家電量販店ではヨドバシカメラのほか、ビックカメラも引き続き総額を対象にすることでポイントの付与を増やす。例えば本体価格50万円の薄型テレビをポイント還元率10%で買う場合、従来なら52万5千円の総額に対し、5万2500円分のポイントがもらえたが、8%への増税後は5万4000円分に増える。
本体のみを対象にするとポイント負担は5万円分に減るため変更も検討していた。増税後の消費落ち込みを考慮し、付与基準は総額を維持する。
一方、本体のみに絞る動きも広がる。CCCはDVDレンタル・販売の「TSUTAYA(ツタヤ)」でこれまで200円の買い物に1円相当のポイントを付けてきた。4月以降は税別を基準にし、1円相当のポイントを得るには216円の買い物が必要になる。
外食では100円の購入で1円相当のポイントを付けていたのを108円ごとに1ポイントに減らす日本ケンタッキー・フライド・チキンのような変更が目立つ。

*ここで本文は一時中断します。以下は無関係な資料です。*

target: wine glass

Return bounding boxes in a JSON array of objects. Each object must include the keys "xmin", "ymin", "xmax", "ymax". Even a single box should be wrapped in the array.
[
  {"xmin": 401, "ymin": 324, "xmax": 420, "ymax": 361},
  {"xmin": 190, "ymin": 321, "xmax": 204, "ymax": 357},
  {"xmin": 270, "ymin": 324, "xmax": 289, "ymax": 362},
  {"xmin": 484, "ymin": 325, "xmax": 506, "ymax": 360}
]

買い物ポイントを巡っては、円安や原料高もあり、本体価格を対象にしていたニトリホールディングスが2月に付与率を半減するなど、見直す動きは少なくない。増税後の消費の冷え込みにポイントの引当金の負担増が重なるのを避けたい企業も多い。消費喚起をより重視するか、増税を機に対応が分かれそうだ。
総額1兆円、客足を左右
野村総合研究所によると家電量販店やコンビニエンスストアなど、国内11業界の主要企業が発行するポイント(マイレージ含む)総額は2013年度に06年度の1・5倍の1兆円を超える見通し。ICT・メディア産業コンサルティング部の冨田勝己氏は「増税後は消費者の節約志向を背景に利用率が高まる」とし、企業にとって消費者を囲い込む重要度は増す。
ただ総額を基準にするとポイント発行額は増税分増える。ビックカメラの13年8月期のポイント販促費は販売費・一般管理費の1割強の260億円に達し負担は大きい。
家電量販店では消費税込みの総額表示が義務付けられた04年に、一部店舗がポイント還元率を下げ客離れを招いた。ヨドバシカメラの藤沢昭和社長は「負担は増えても分かりやすくないと消費者が離れる」と話す。最大手のヤマダ電機は「現時点で未定」と話しぎりぎりまで見極める考えだ。